Literature DB >> 20211575

Influence of surgical treatment for disc degeneration disease at C5-C6 on changes in some biomechanical parameters of the cervical spine.

Yuan Li1, Gladius Lewis.   

Abstract

A detailed three-dimensional solid model of the full cervical spine (C1-C7 levels) and the finite element analysis method were used to investigate the extent of changes in various biomechanical properties brought about when surgical methods are used to treat condition(s) caused by or are a sequela of disc degeneration disease at the C5-C6 level. The surgical methods simulated were anterior cervical discectomy and fusion, with interbody fusion achieved using a notional brick-shaped graft only; anterior cervical discectomy alone; percutaneous nucleotomy; and three variants of nucleus replacement. The control case was a model of an intact, healthy, adult spine. Each of these seven models was subjected to (1) flexion moment, extension moment, left lateral bending moment, right lateral bending moment, clockwise-acting axial rotation moment, and counterclockwise-acting axial rotation moment, with a compression pre-load applied simultaneously with each of these loadings and (2) an axial compression force (applied as a uniform pressure) only.
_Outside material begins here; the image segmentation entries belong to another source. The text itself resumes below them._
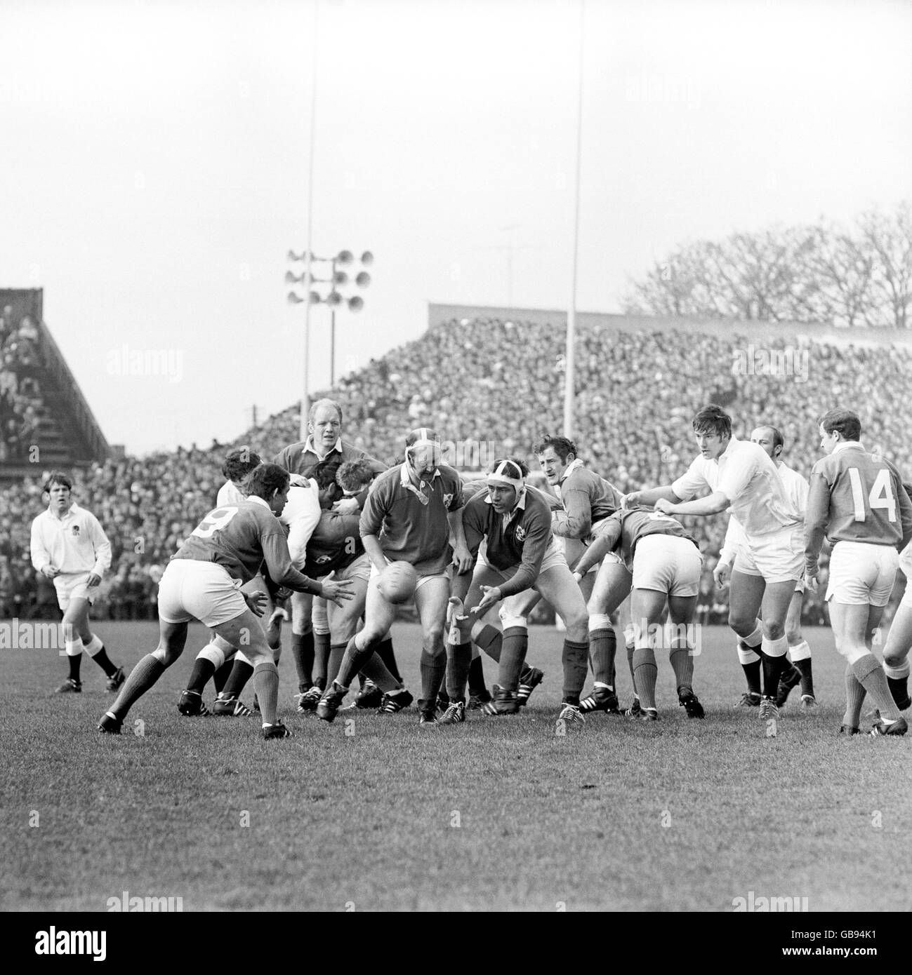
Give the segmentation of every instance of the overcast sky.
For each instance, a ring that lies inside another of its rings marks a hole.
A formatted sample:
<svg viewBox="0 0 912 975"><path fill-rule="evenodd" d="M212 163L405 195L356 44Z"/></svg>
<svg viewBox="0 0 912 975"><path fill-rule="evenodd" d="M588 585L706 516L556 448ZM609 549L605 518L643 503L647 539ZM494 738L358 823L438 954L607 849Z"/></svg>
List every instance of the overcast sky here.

For each combination of model and applied loading, the maximum von Mises stress and the maximum strain energy density were determined for tissues at the treated level, at one level above the treated level, and at one level below the treated level and (2) the total principal rotation angles at each of the intersegmental positions of the entire model. In addition, for each of the study cases, we obtained the longitudinal displacement of each of the models when subjected to the axial compression force only. We found markedly fewer changes (relative to the results when the intact, healthy spine model was used) in each of the above-mentioned biomechanical parameters above a specified threshold in the case of the simulated percutaneous nucleotomy and simulated nucleus replacement models, on one hand, compared to the simulated fusion and simulated discectomy models, on the other. This finding is in consonance with the evolving clinical practice of using minimally invasive surgical methods for treating problem(s) such as soft cervical disc herniations. Copyright 2010 IPEM. Published by Elsevier Ltd. All rights reserved.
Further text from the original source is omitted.